Currently, central and local government debt is € 10.3 billion. The general government budget balance is planned at -0.4% of GDP. Fiscal security reserve EUR 33.2 million.

Assuming that GDP may fall by around € 2.3 billion in 2020, the general government balance could worsen to at least -3.7% of GDP, but it should be borne in mind that additional resources will be needed by aviation companies, passenger carrier companies (including Rigas Satiksme) and then the balance may deteriorate to -5% of GDP even in the case of relatively quick recovery in the economy.

At the moment, it cannot be ruled out that the crisis will not be short-lived with very rapid recovery. And even if Latvia's debt level is relatively low, budget resources are not unlimited, access to financial markets cannot be taken for granted and responsible action will be needed to ensure long-term fiscal sustainability.

Council priorities in a period of relaxation of fiscal discipline

The Fiscal Discipline Council will act in accordance with the principle that crisis management measures are necessary, but that they should be balanced against available budget resources and states borrowing capacity, and not lead to fiscal imbalances in the medium and long term.

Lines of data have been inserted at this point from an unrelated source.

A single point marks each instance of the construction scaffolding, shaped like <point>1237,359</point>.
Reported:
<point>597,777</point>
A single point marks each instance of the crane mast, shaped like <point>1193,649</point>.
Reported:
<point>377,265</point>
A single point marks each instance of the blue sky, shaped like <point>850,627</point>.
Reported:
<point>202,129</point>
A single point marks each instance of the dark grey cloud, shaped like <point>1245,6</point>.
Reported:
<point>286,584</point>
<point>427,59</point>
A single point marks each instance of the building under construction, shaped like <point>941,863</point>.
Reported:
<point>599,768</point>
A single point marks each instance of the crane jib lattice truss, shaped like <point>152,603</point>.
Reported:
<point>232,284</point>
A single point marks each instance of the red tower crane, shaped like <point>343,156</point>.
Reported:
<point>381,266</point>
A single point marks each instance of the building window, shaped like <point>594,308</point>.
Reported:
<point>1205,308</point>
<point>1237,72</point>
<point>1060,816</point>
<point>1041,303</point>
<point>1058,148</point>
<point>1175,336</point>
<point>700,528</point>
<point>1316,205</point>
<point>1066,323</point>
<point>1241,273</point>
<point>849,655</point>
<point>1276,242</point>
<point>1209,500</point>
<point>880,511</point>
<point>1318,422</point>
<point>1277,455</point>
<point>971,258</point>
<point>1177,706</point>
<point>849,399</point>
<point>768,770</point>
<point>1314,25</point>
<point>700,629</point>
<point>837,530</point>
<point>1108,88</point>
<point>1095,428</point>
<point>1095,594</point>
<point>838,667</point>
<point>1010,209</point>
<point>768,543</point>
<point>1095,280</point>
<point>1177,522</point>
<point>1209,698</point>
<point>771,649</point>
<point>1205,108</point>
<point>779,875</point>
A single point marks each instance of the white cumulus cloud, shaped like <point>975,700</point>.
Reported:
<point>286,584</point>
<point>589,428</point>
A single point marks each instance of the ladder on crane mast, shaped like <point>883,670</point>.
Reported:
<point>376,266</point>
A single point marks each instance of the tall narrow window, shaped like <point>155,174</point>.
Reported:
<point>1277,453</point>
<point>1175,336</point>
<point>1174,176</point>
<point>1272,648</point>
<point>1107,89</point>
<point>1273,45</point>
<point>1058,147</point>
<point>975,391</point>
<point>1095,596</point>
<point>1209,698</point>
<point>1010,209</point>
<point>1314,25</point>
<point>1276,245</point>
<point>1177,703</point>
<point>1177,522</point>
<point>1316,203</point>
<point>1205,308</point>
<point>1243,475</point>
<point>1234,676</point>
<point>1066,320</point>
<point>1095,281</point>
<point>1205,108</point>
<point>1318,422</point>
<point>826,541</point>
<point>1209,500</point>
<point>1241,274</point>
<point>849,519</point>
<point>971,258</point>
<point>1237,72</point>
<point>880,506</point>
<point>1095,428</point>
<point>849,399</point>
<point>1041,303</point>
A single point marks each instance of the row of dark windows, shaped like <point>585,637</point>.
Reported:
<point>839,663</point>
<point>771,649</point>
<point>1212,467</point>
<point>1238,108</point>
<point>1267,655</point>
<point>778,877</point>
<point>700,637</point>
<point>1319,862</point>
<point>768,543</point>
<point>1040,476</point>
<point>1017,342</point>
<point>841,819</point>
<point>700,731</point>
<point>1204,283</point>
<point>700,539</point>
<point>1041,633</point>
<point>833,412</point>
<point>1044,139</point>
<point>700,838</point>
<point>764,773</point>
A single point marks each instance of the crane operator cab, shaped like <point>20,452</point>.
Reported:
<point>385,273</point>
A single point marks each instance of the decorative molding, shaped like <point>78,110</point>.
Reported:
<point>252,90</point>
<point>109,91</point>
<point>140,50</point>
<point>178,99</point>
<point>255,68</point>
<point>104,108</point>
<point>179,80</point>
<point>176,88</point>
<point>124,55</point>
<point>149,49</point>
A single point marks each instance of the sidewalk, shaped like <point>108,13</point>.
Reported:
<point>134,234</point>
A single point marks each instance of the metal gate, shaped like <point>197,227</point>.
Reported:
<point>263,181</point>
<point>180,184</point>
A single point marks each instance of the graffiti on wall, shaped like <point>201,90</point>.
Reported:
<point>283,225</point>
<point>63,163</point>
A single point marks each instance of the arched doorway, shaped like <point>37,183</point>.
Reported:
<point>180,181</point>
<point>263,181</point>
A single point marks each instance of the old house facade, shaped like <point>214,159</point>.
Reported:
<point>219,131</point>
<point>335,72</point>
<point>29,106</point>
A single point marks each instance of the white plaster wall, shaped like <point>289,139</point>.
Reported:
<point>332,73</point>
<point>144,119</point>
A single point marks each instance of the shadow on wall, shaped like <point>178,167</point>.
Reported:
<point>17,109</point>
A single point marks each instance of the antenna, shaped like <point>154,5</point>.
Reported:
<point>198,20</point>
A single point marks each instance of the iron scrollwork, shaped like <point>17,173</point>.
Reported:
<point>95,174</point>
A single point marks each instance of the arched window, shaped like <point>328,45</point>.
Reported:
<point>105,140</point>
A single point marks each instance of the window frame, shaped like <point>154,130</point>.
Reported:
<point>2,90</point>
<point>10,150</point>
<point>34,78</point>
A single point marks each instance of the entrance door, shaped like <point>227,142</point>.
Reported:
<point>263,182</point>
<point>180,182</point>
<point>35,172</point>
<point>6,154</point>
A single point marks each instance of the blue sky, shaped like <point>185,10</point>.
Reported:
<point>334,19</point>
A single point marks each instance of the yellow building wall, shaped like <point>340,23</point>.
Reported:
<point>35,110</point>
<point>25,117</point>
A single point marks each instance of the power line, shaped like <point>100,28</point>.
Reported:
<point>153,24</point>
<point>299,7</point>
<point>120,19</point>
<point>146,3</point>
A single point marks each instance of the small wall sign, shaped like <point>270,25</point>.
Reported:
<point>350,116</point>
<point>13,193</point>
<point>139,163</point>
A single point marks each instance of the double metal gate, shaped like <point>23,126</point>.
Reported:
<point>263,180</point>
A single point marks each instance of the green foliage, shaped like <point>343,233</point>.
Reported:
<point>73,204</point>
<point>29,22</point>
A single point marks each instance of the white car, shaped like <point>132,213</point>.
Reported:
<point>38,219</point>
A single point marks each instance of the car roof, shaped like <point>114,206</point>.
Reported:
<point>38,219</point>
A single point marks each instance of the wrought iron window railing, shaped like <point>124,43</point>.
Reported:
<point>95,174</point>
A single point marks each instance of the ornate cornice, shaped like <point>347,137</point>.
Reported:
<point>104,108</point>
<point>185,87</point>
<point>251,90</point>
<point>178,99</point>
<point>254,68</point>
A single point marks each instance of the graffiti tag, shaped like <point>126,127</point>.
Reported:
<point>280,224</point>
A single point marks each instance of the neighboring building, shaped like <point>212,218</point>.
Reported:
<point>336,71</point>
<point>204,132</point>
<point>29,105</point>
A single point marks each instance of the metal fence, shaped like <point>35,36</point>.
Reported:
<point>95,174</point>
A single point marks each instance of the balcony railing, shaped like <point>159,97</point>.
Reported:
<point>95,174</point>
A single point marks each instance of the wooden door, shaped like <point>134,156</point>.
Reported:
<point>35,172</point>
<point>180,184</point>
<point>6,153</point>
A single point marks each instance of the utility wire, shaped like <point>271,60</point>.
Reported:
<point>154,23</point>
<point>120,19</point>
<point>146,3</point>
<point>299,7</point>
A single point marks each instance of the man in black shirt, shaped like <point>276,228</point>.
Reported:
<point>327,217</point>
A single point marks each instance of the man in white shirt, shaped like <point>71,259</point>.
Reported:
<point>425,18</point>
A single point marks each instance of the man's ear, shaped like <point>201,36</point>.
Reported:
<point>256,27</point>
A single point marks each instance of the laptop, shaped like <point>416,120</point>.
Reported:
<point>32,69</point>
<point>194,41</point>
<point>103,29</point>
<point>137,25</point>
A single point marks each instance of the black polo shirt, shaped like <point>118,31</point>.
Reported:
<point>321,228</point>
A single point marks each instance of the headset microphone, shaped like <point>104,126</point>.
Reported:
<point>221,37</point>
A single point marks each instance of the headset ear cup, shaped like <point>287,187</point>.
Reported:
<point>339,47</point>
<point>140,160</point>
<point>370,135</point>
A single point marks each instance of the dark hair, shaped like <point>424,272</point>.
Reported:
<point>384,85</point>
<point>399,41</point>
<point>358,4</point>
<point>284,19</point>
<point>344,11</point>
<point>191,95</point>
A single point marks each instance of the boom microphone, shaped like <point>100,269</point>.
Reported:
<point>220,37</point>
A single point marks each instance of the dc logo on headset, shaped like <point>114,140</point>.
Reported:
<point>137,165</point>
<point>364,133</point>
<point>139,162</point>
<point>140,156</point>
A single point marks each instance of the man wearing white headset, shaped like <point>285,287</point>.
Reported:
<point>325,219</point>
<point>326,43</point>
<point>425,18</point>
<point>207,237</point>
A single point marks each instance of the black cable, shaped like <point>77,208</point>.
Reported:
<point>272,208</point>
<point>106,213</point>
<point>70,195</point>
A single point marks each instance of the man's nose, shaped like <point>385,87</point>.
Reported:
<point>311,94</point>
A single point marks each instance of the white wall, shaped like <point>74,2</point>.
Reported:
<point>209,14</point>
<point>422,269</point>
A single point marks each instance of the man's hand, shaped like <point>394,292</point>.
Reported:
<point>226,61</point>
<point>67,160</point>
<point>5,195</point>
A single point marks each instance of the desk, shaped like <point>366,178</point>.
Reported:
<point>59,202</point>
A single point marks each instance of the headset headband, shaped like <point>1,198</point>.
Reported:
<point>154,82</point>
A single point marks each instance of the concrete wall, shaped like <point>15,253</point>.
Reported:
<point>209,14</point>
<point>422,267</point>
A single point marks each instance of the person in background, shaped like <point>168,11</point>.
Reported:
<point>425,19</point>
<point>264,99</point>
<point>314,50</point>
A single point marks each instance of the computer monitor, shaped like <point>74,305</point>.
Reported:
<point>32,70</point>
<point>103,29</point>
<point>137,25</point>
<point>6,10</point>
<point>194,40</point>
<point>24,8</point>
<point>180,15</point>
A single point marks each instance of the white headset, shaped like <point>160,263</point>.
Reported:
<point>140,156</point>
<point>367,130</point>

The Council's priorities are:

1. Understand as precisely as possible the possible fiscal impact of measures already adopted. 

2. Assess whether the government’s fiscal measures are timely, targeted and temporary.

3. Ensure operational "crisis monitoring" and provide the government with regular assessment (at least twice a month) of the fiscal consequences of deviations from fiscal conditions in order not to endanger the fiscal sustainability of the country.

4. Follow that the government does not accept commitments that would not be fulfillable or would lead to unsustainable fiscal liabilities in the event of a larger (than currently expected) economic downturn. 

5. Assist the government on working out an “exit strategy”: timely elaborate on plans for a return to normality to avoid collapse of the economy

6. Inform the crisis management board of its findings.